What's the cheapest way to track LLM cost across providers?

Helicone's free tier (10k requests/month) covers most solo developer use. Above that, LiteLLM self-hosted is free in software but requires running your own proxy. For teams over 100k requests/month, Helicone Pro or self-hosted LiteLLM + a custom dashboard is the realistic choice. The unified-spend question is harder than the unified-tracking question — see below.

Why is multi-provider cost tracking hard?

Three reasons. (1) Each provider's pricing is different — Anthropic prices inputs at $5/M for Opus, OpenAI at $10/M for GPT-5.4, Gemini at $1.25/M for Gemini 3.1 Pro. (2) Token counts differ between tokenizers, so 1,000 'tokens' isn't comparable. (3) Provider-specific discounts (Anthropic batch + cache stacking, OpenAI volume tiers) need per-provider math. The 'unified daily spend in USD' number is the only one that's comparable.

Should I use Helicone, LiteLLM, or build my own?

Helicone if you want SaaS observability with cost tracking included. LiteLLM if you want a self-hosted proxy that doubles as a gateway and includes cost tracking. Build your own if you have specific tracking needs (per-tenant attribution, per-feature attribution, custom budget alerts). Most teams should pick Helicone or LiteLLM, not build.

What's the cheapest alert mechanism for 'spend crossed $X today'?

LiteLLM has built-in budget alerts that hit Slack/PagerDuty via webhooks. Helicone has alert rules in its UI. Build-your-own: a daily cron that queries provider billing APIs and posts to Slack if total exceeds threshold. The build-your-own version is roughly 50 lines of code; the SaaS version is one config screen.

Does Anthropic's prompt caching show up in cost-tracking tools?

Yes, in the providers' billing data. Cache hits are billed at 10% of input rate (Anthropic), 50% (OpenAI cached input). Helicone, LiteLLM, and OpenLLMetry all separate cache hit/miss spend in their reports. If your tool doesn't, switch tools — cache hit rate is the single most actionable cost metric.

How accurate are token estimates before a request?

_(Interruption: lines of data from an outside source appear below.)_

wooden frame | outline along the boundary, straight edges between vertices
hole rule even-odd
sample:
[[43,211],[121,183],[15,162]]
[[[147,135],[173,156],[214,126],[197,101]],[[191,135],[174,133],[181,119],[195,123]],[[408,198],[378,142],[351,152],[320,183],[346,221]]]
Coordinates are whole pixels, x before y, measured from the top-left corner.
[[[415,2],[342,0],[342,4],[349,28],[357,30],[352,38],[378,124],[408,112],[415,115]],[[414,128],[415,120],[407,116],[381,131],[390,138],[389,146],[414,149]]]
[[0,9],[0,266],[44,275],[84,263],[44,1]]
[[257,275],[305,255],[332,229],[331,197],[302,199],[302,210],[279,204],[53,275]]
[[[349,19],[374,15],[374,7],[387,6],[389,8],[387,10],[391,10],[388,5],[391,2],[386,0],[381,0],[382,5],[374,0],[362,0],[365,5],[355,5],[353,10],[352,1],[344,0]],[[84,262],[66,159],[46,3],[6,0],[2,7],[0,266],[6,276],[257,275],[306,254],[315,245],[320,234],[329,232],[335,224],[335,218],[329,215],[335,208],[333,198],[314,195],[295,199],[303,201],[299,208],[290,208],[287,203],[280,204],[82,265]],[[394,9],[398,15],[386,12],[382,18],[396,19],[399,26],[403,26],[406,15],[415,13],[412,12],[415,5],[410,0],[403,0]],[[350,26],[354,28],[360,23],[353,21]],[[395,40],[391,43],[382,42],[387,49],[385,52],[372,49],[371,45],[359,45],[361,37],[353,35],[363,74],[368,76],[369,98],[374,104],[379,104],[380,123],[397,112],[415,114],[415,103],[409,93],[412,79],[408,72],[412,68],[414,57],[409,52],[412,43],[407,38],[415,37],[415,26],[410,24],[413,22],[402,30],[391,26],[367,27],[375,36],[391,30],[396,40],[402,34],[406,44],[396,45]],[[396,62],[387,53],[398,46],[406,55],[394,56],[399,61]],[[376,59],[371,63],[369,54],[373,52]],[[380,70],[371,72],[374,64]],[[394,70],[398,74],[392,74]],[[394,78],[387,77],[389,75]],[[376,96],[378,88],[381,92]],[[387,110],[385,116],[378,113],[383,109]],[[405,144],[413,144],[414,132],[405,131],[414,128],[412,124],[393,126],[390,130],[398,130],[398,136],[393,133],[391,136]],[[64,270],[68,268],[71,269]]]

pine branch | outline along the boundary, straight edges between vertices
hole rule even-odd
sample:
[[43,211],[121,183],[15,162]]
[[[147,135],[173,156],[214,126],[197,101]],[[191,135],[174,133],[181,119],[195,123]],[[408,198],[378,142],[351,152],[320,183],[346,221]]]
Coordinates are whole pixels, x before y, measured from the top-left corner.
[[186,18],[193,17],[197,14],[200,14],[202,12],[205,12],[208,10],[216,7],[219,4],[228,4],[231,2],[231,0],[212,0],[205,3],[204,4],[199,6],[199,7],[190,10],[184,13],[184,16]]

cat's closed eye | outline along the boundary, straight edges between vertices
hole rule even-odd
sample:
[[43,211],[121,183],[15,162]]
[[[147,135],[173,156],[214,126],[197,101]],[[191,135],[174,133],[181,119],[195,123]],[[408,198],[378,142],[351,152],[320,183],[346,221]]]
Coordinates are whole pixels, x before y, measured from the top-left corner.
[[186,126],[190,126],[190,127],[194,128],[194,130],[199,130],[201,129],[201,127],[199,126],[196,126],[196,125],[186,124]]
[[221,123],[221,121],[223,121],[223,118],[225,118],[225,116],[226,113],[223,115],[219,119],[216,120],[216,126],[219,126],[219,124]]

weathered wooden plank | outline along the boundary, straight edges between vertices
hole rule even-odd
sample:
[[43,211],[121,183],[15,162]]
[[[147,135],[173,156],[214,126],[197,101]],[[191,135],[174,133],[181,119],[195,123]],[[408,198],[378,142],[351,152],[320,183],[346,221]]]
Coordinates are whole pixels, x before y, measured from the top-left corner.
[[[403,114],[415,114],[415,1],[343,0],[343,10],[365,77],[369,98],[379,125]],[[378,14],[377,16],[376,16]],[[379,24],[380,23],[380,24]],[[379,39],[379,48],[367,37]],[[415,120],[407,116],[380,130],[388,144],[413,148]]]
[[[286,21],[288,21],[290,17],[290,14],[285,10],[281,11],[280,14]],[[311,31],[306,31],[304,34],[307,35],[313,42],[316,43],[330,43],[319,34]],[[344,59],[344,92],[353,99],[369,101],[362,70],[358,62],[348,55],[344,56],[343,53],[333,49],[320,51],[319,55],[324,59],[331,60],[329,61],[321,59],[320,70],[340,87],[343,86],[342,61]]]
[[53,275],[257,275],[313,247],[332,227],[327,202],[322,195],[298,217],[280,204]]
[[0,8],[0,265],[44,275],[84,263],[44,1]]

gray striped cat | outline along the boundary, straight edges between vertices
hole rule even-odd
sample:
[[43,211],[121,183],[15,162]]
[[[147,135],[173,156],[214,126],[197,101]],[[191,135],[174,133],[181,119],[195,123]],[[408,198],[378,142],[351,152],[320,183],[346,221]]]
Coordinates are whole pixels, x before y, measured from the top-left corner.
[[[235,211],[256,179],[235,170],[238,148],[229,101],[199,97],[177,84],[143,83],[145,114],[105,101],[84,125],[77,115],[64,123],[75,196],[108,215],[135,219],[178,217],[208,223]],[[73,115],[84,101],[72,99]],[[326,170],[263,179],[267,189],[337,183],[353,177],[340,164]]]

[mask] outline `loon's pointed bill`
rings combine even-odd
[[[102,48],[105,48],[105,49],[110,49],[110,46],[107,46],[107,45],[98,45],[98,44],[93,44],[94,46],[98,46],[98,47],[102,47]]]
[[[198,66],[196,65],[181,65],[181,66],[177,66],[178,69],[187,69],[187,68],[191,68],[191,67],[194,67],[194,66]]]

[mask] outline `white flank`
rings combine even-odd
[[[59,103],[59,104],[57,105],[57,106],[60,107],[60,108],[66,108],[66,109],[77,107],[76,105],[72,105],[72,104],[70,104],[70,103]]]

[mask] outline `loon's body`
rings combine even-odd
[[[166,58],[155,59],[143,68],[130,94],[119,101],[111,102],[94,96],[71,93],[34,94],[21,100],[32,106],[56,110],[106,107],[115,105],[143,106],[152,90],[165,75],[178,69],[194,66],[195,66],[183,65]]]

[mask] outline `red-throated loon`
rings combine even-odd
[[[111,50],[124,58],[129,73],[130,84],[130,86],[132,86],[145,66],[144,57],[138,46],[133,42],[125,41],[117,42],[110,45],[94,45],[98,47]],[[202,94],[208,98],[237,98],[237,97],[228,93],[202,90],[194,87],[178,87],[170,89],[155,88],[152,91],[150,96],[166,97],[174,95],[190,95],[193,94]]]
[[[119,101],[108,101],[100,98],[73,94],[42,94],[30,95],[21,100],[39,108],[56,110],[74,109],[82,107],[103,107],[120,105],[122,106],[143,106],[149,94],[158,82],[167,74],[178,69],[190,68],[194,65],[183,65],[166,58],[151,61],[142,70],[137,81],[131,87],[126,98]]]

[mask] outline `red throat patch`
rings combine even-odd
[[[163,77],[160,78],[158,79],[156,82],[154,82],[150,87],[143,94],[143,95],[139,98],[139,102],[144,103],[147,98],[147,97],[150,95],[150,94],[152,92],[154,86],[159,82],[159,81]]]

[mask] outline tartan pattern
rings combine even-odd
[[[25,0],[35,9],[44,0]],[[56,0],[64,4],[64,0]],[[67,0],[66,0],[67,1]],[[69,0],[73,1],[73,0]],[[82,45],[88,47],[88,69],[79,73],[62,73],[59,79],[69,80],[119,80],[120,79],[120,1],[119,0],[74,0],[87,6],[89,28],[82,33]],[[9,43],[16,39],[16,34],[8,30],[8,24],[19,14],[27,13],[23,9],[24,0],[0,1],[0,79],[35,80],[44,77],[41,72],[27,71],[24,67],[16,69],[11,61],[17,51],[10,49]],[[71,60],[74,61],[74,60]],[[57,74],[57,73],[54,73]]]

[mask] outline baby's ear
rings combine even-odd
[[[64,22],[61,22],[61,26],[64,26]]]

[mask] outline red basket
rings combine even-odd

Pretty accurate within a provider (5-10% margin). Inaccurate across providers because tokenizers differ. tiktoken estimates OpenAI tokens; you cannot use it to predict Anthropic spend. Use each provider's official tokenizer library if you need pre-request cost predictions; accept that cross-provider comparison is post-hoc only.

LLM Cost Tracking Across OpenAI, Anthropic, and Vertex

The pattern is recognizable in every team that integrates LLMs into a product: the bill arrives, the bill is unexpected, the post-mortem reveals that nobody had visibility into per-request cost in real time. By the time you have a problem, you've already had a problem.

This page is the stack we'd ship for unified LLM cost visibility across OpenAI, Anthropic, and Google (Vertex / Gemini API), plus the alert and budget patterns that catch problems before the invoice does. The recommendations draw from Helicone's free tier, LiteLLM's gateway model, OpenLLMetry's OTEL approach, and the post-mortems we've read from teams that learned this the expensive way.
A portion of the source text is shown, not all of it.